Es gibt zwei Versionen, beide sind in wenigen Minuten aufgebaut: die 10-Fuss-Einheiten und die 20-Fuss-Einheiten. Mit der grossen Version lassen sich mehrstöckige Anlagen stapeln. Das geht bei der kleineren nicht. Jedoch ist der 20-Fuss-Container im zusammengefalteten Zustand ein wenig höher als der 10-Fuss-Container. Darum können davon nur zehn Stück auf einem LKW transportiert werden. Das ergebe aber immer noch eine Transporteinsparung von 80 Prozent, betont Schweizer. Die niedrigeren Transportkosten seien der grösste Vorteil des Faltsystems: Während man pro 40-Tonnen-LKW mit herkömmlichen Modellen nur vier 10- oder zwei 20-Fuss-Container transportieren kann, sind es bei Continest pro Last­wagen bis zu sechs Mal so viele. «Für die gleiche Menge an Containern sind also auch sechs Mal weniger Fahrten nötig. Das schlägt sich direkt in den Transportkosten nieder.»

Container mit Solarpanels

Schweizer rechnet vor: Angenommen, ein Unternehmen braucht zwölf 20-Fuss-Einheiten für eine Veranstaltung in Zürich. Diese bezieht es von einem Lieferanten in der Umgebung von Zürich. Pro LKW und Strecke zahlt das Unternehmen 650 Franken hin und zurück, also 1300 Franken. Das macht bei zwölf Einheiten (zwei pro LKW) 7800 Franken. Bei Continest kostet der Transport bei gleicher Containeranzahl nur 1300 Franken. «Natürlich läuft es nicht immer genau wie in diesem Beispiel, doch selbst wenn die Transportkosten aufgrund grösserer Distanzen doppelt so hoch wären, spart der Kunde bei uns unter dem Strich immer noch Zweidrittel der Kosten.» Zudem reduziere sich der CO2-Ausstoss, da deutlich weniger LKW-Kilometer gefahren werden.

Nachhaltigkeit werde in der heutigen Zeit auch für Grossveranstaltungen immer mehr zum Thema. Die faltbaren Container seien zwar nicht komplett grün, «jedoch verringern sie mit dem massiv besser genutzten Transportvolumen die Emissionen pro Container deutlich.» Die wirtschaftlichere Lösung ist also auch zugleich ökologischer. Zudem biete der Continest-Con­tainer vor Ort einen Vorteil: Der Umschlag wird spürbar vereinfacht, da man viel weniger Lagerplatz benötigt.
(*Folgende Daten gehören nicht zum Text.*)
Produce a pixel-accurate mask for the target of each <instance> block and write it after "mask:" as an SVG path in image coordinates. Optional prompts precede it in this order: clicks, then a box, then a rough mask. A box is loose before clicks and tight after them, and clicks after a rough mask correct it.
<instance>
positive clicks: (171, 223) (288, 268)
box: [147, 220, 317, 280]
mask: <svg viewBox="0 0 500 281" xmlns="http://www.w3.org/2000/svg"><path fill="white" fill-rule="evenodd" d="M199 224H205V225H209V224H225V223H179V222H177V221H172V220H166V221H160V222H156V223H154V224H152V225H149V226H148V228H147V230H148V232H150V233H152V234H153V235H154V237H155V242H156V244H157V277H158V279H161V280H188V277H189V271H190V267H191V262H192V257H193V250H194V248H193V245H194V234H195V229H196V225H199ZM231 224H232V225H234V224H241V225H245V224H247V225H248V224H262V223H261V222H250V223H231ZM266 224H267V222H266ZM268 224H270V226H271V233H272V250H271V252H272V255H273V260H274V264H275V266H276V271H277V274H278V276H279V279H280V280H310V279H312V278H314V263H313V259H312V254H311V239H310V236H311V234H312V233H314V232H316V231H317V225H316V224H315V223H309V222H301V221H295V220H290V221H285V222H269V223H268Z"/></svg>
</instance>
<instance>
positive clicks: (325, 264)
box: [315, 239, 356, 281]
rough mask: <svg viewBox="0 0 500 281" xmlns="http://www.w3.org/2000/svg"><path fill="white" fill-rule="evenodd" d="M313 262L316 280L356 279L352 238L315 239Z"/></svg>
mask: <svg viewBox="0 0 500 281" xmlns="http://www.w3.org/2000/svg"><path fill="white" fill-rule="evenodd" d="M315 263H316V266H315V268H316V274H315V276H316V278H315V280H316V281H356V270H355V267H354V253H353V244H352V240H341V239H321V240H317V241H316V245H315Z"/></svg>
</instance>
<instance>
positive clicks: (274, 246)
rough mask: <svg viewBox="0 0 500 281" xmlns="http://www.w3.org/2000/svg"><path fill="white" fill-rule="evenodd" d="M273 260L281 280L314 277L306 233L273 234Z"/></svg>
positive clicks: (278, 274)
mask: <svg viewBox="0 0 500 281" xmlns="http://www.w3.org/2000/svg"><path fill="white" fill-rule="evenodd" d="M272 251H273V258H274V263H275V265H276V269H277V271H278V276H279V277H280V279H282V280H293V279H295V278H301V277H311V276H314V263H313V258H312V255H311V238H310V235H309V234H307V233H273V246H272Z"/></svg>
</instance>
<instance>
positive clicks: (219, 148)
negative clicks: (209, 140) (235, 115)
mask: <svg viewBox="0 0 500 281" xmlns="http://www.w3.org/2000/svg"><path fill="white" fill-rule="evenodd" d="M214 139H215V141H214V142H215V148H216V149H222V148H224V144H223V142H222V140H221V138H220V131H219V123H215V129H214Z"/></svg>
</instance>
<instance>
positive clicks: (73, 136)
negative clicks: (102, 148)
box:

Schweizer, Geschäftsführer der Küsnachter Firma ProKoVent, plant als Nächstes den Markteintritt in Deutschland und Österreich, wo er auch die Alleinvertriebsrechte hält. In der Zwischenzeit werden weitere Faltmodelle entwickelt. Zum Beispiel ein Container, der über Solarpanels komplett energie­autark ist. Schweizer glaubt, dass nachhaltige Lösungen notwendig sind. «Luft zu transportieren, ist nicht nachhaltig. Aber genau das geschieht beim Transport von nicht-faltbaren mobilen Räumen.» Ein Sattelschlepper könne zwei 20-Fuss-Container transportieren, im Fall von Bürocontainern werde dabei ein ungenutztes Volumen von 67 Kubikmetern und mehr bewegt. Mit den Continest-Einheiten nutze man dagegen praktisch jeden Kubikmeter Transportvolumen.